Mr. Cruz announced Monday he had fired his communications director Rick Tyler, who pushed a false story on social media claiming that Rubio made derogatory statements about the Bible. In reality, he made comments to the exact opposite. But the story followed a series of others, including one that casts real doubt on whether Sen. Cruz would’ve even beat Mr. Trump in Iowa had his caucus captains not been instructed to falsely tell caucus-goers that Dr. Ben Carson dropped out of the race. They pushed them to support Mr. Cruz, instead.
Further, in South Carolina, Rep. Trey Gowdy, R-S.C., was furious with the Cruz campaign and its allies for what he called “outright lies” and engaging in “underhanded tactics” during the days leading up to the South Carolina Republican primary. Rep. Gowdy, a former federal prosecutor and chairman of the House Select Committee on Benghazi, previously endorsed Rubio. He said there has been a “systematic effort by Sen. Cruz and his allies to spread false information.”

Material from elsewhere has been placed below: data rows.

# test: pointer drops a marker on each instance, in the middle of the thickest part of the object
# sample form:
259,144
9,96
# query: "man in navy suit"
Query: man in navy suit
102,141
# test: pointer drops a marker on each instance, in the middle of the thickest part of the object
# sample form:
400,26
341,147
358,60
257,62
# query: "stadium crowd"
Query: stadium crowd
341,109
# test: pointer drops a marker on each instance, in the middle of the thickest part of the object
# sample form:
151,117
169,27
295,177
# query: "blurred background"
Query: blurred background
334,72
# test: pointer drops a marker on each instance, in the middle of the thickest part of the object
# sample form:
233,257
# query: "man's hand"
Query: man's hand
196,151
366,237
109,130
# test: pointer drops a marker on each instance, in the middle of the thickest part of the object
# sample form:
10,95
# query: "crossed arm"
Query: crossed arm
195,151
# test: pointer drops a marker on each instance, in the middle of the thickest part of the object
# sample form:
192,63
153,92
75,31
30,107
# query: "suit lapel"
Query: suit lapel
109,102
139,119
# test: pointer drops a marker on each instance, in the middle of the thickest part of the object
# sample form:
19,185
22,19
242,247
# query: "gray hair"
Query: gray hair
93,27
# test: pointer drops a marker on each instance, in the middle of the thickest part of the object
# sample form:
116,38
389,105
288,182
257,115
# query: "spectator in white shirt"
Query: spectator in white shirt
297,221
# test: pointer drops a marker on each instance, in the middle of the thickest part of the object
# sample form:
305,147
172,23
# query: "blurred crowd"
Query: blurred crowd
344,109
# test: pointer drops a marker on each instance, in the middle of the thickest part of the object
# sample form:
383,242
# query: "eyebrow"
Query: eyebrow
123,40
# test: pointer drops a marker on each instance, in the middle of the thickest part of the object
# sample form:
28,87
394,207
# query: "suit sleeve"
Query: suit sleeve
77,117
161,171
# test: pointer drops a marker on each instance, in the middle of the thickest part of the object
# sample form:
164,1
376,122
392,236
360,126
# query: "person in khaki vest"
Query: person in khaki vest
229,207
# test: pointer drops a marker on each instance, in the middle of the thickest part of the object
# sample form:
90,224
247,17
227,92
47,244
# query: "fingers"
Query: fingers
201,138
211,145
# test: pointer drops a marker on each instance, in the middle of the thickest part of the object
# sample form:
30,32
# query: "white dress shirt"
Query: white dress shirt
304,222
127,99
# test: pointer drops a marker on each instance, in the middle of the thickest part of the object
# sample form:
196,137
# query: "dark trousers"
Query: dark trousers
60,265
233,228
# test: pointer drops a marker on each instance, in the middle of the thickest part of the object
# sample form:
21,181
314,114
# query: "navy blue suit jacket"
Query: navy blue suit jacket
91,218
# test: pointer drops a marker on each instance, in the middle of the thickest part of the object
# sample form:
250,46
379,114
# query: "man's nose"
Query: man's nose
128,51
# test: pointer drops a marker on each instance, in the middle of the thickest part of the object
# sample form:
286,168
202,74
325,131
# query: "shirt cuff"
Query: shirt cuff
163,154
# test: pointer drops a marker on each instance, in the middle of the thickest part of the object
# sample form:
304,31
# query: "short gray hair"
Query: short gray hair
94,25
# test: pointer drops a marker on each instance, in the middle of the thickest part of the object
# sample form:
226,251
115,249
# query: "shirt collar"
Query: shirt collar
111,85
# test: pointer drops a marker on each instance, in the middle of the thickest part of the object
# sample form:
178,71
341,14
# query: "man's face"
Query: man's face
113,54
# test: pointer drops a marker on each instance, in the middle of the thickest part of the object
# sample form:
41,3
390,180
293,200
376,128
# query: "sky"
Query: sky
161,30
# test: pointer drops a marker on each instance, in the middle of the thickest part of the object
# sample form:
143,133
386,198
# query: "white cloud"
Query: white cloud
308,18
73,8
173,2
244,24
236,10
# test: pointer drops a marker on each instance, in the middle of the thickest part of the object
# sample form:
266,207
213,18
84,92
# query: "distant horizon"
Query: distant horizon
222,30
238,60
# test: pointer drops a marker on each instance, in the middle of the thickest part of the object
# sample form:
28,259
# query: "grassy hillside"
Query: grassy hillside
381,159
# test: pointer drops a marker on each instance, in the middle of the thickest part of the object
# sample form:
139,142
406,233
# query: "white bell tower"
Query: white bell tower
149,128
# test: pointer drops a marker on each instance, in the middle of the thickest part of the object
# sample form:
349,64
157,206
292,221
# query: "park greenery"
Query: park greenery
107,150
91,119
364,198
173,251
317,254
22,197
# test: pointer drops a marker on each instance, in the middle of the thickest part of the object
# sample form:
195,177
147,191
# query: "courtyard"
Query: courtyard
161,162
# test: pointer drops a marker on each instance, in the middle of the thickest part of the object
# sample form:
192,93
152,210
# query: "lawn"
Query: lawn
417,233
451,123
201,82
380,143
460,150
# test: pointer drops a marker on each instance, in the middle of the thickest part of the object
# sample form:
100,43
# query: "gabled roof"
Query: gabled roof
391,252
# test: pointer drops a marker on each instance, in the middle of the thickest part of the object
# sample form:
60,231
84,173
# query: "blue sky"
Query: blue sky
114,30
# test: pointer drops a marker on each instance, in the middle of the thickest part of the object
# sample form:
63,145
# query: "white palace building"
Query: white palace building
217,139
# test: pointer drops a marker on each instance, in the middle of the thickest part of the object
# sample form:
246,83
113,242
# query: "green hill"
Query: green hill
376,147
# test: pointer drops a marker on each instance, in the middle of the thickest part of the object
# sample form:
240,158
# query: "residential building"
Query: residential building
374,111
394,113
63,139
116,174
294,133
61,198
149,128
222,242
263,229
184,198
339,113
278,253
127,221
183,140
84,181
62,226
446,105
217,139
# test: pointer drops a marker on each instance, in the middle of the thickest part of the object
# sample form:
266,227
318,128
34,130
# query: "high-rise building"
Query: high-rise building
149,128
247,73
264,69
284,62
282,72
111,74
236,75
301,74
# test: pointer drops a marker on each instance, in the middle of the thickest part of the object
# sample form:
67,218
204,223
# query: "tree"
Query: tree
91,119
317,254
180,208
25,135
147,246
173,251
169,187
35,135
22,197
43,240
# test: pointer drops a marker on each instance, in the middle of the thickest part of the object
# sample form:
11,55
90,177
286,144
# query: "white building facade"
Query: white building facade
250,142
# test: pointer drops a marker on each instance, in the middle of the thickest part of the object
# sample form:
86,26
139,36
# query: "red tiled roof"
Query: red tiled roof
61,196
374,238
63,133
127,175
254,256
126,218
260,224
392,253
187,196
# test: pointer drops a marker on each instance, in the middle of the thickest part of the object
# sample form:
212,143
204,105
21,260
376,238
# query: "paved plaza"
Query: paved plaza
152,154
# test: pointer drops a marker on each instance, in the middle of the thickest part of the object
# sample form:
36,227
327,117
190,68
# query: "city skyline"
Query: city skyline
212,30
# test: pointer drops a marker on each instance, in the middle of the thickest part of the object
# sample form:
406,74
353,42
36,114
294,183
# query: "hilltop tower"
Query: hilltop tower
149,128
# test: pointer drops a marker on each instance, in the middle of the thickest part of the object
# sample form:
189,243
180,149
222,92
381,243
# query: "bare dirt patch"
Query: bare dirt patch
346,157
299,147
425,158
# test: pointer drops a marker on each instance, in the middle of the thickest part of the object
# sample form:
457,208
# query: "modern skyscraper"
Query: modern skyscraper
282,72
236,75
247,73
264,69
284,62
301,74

But time is running out for both senators to stop The Donald, who received more votes than both Sens. Cruz and Rubio combined on Tuesday in Nevada. In Rubio’s own home state, he trails Mr. Trump by double-digits and, even if 100% of former Florida Gov. Jeb Bush’s voters were to get behind him, he’d still lose the Sunshine State by nearly 20 points, according to polls.
“The Republican Establishment is pushing others, including Ohio Gov. John Kasich and Sen. Cruz to get out of the race and give their supporters to Sen. Rubio,” Baris added. “But that’s not how it works, particularly this year. We are now getting to a point where a small number of supporters from each candidate is more than enough to get Mr. Trump to a majority of the popular vote.”
Regardless, the reality, as Baris outlined on Tuesday, is that Mr. Trump can win an outright majority of delegates with a rather small plurality of the Republican primary vote. In fact, he can win with as little as a third of the vote.
“The party better be careful what they wish for. They’ve been wrong all cycle and they’re wrong on this,” Baris concluded. “While Sen. Cruz’s path has narrowed significantly, he just may have a better shot then Sen. Rubio to stop Mr. Trump. Our research shows Cruz voters will disproportionately back the outsider, not the Florida senator or any candidate touting mainstream endorsements from the very pols Republican primary voters want to tar and feather this cycle.”